Selective active site placement in Lewis acid zeolites and implications for catalysis of oxygenated compounds

• Published in: Chemical science (Cambridge) Vol. 11; no. 37; pp. 1225 - 1235
• Main Authors: Rodríguez-Fernández, Aída, Di Iorio, John R, Paris, Cecilia, Boronat, Mercedes, Corma, Avelino, Román-Leshkov, Yuriy, Moliner, Manuel
• Format: Journal Article
• Language: English
• Published: Cambridge Royal Society of Chemistry 30.09.2020; The Royal Society of Chemistry
• Subjects: Acetonitrile; Catalysis; Chemical synthesis; Chemistry; Crystallography; Deuteration; Germanium; Grafting; Infrared spectroscopy; INORGANIC, ORGANIC, PHYSICAL, AND ANALYTICAL CHEMISTRY; Lewis acid; Low concentrations; NMR; Nuclear magnetic resonance; Silicon dioxide; Tin; Zeolites
• ISSN: 2041-6520; 2041-6539
• DOI: 10.1039/d0sc03809a

The selective incorporation of isolated framework Lewis acid sites at specific crystallographic positions in high-silica zeolites was achieved by applying a rationalized post-synthetic grafting methodology. The removal of framework Ge atoms from a Ge-BEC zeolite with low concentrations of Ge in the framework (Si/Ge ∼ 150) followed by grafting allows the synthesis of Sn-BEC zeolites with Sn atoms positionally biased into the double-4-ring (D4R) crystallographic positions of the BEC framework.
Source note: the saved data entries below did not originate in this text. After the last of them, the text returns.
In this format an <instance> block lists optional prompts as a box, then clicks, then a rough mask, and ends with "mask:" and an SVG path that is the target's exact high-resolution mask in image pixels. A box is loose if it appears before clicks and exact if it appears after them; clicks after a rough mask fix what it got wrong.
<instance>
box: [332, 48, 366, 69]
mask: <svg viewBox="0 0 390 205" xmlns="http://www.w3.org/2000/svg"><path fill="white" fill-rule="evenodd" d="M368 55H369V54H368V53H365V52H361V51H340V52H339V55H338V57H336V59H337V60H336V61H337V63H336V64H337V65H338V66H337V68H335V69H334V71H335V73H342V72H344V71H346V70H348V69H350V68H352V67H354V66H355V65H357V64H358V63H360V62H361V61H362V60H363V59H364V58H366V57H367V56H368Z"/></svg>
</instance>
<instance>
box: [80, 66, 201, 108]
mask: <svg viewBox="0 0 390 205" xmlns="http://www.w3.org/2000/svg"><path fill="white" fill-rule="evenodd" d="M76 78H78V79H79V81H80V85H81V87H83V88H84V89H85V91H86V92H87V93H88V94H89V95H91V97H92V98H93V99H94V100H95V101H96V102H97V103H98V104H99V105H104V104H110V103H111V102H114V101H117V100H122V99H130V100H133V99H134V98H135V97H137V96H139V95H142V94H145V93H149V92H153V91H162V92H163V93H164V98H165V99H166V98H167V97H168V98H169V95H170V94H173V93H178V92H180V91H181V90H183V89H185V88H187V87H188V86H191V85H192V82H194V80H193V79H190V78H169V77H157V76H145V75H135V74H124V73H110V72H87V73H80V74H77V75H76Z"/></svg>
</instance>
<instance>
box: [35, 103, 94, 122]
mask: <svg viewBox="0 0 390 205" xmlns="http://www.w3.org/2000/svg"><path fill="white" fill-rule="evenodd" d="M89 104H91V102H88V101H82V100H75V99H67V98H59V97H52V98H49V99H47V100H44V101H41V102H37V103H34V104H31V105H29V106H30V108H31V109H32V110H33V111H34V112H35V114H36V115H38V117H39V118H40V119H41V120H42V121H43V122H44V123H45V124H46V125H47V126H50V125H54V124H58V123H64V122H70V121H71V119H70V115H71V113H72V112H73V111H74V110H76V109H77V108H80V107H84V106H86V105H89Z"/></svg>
Spectroscopic characterization using solid-state nuclear magnetic resonance (NMR) coupled with theoretical calculations revealed that Sn atoms preferentially form open Sn sites in the D4R of Sn-BEC. This observation was supported by IR spectra of adsorbed deuterated acetonitrile (CD 3 CN), a known titrant of Sn sites in zeolites. The catalytic implications of selective incorporation of open Sn sites in Sn-BEC were probed using the Meerwein-Ponndorf-Verley-Oppenauer (MPVO) reaction. Although the MPVO turnover rates normalized by the total number of open Sn sites were comparable on Sn-BEC and a conventional Sn-Beta catalyst synthesized in fluoride media (Sn-Beta(F)), Sn-BEC demonstrated higher per gram reaction rates because of its larger fraction of open sites compared to Sn-Beta(F). These results highlight the advantage of placing active sites in targeted locations within a zeolite structure. The methodology presented here to selectively place catalytic active sites via sacrificial heteroatoms, such as Ge, can be generalized for the design of many other tetrahedrally-coordinated metal-containing zeolites. The selective incorporation of isolated framework Lewis acid sites in specific crystallographic positions in high-silica zeolites was achieved successfully by applying a rationalized post-synthetic grafting methodology.